# Computing loss to maximize reward

I am trying to get a policy (with a neural network - I am using tanh activation functions, but any would work) by maximizing the reward I obtain from my environment. I am kind of new to reinforcement-learning and particularly to Pytorch, I would like to create an actor-only strategy that maximizes my rewards (which I get from a simulated environment) over a continuous state environment (hence using a parametrized policy).

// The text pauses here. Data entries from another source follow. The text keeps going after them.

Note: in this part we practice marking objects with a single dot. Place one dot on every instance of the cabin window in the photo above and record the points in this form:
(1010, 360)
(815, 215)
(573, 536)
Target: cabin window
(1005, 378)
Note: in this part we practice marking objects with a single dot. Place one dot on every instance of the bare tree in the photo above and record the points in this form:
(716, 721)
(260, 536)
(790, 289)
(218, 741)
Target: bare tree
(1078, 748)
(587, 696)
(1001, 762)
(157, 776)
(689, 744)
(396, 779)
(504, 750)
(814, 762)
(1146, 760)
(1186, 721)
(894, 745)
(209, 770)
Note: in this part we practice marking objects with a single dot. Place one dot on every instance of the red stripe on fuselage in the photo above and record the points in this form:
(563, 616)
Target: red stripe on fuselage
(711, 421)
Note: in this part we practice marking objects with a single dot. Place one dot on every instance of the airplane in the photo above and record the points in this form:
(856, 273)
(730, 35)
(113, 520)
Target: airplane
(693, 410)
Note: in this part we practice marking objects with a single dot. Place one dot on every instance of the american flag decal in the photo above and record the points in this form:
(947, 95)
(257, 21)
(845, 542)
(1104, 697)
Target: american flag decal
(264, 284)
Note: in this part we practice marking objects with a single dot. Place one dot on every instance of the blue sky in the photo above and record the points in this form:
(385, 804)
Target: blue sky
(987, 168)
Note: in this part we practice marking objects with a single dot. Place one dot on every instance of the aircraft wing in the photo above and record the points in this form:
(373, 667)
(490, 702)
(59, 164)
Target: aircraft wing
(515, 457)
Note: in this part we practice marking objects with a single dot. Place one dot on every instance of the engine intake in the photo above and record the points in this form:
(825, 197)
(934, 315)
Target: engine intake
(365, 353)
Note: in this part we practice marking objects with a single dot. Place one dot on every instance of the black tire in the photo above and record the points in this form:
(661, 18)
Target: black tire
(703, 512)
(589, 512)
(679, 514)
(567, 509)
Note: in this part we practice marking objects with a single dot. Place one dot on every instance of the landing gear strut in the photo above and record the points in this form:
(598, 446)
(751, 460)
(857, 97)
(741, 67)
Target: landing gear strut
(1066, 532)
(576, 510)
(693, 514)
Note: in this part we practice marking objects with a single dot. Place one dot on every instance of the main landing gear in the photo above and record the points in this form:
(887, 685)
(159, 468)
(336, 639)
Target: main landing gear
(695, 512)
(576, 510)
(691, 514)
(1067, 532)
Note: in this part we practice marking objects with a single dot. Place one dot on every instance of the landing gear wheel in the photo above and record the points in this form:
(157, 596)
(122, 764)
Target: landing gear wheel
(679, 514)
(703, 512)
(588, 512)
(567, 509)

I have the following network structure:

``````class PolicyNetwork(nn.Module):
def __init__(self):
super(PolicyNetwork, self).__init__()
self.affine1 = nn.Linear(3, 6)
self.affine2 = nn.Linear(6, 6)
self.affine3 = nn.Linear(6, 1)

self.rewards = []

def forward(self, x):
action = F.tanh(self.affine1(x)) # maybe change to linear
action = F.tanh(self.affine2(action))
action = F.tanh(self.affine2(action))
return self.affine3(action)

policy = PolicyNetwork()
``````

My environment computes scalar rewards (numpy float64) at every iteration, and I do the following:

``````policy.rewards.append(reward)
``````

Then, at the end of each episode I do:

``````finish_episode(gamma,base_line)
``````

with

``````gamma=0.99
criterion = nn.MSELoss()
base_line=1.0 # this is unreachable given my environment - I know maximum is 0.6

def finish_episode(gamma,base_line):
R = 0
rewards = []
for r in policy.rewards[::-1]:
R = r + gamma * R
rewards.insert(0, R)
rewards = torch.tensor(rewards)
loss=0
for reward in rewards:
loss += criterion(reward, base_line)
loss.backward()
optimizer.step()
del policy.rewards[:]
``````

and I get the following error: AttributeError: ‘float’ object has no attribute ‘requires_grad’

I have also tried:

``````base_line=Variable(Variable(torch.ones(2), requires_grad=True))
base_line=base_line
``````

and get the error “RuntimeError: element 0 of tensors does not require grad and does not have a grad_fn”

I guess there is a simple way o do this, but have just not found it. Any suggestions would be greatly appreciated.